1. INTRODUCTION
The COVID-19 pandemic has exacerbated existing racial and ethnic health and socioeconomic disparities in the United States. Notably, Black/African American, Latinx, and Indigenous populations have suffered disproportionate morbidity and mortality, as well as financial loss from subsequent economic disruption. These inequities are substantially due to existing systemic inequities that affect infectious disease transmission and recovery, including unequal access to medical care, suboptimal housing characteristics, and employment in essential services with minimal physical distancing. While the literature highlights the significant burden on communities of color in the United States as a result of the pandemic, there are few analyses to date that evaluate these disparities at higher resolution than the county level, and even fewer that disentangle cases originating in institutional congregate settings. Using stratified, higher-resolution data, we may be able to identify important community-level conditions that contribute to the clear and persistent disparities induced by the pandemic.
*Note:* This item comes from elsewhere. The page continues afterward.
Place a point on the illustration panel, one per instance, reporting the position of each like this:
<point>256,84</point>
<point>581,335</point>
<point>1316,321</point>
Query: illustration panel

In particular, it has been widely recognized that older Americans, especially individuals living in nursing homes or assisted-living facilities, have faced significantly elevated risk of COVID-19 morbidity and mortality, especially early in the pandemic. Similarly, high case burdens have been observed in other institutional residential settings, such as prisons and homeless shelters. Models using total case and mortality rates without removing or controlling for these institutional settings may obfuscate trends or risk factors in community transmission. Since the racial and ethnic composition of institutional and non-institutional settings may differ, disparities may be better characterized using higher-resolution data. In addition, characteristics and risk factors associated with disease transmission and severity within institutional settings may not coincide with those driving COVID-19 transmission within non-institutional community settings. Efforts to disaggregate institutional and community outcomes would inform a more comprehensive understanding of health disparities in both institutional and non-institutional settings, in turn directing testing efforts and informing mitigation activities.
Analyses using highly resolved geospatial data provide the tools to identify specific, local factors that contribute to disease outcomes and hone targeted efforts to intervene and support communities. Such data are particularly useful for local public health departments, for whom local data from their community is more valuable than aggregated larger-scale trends. Local case data coupled with community-level sociodemographic data at the census-tract level can provide public health leaders with actionable and highly relevant local information and support pandemic response.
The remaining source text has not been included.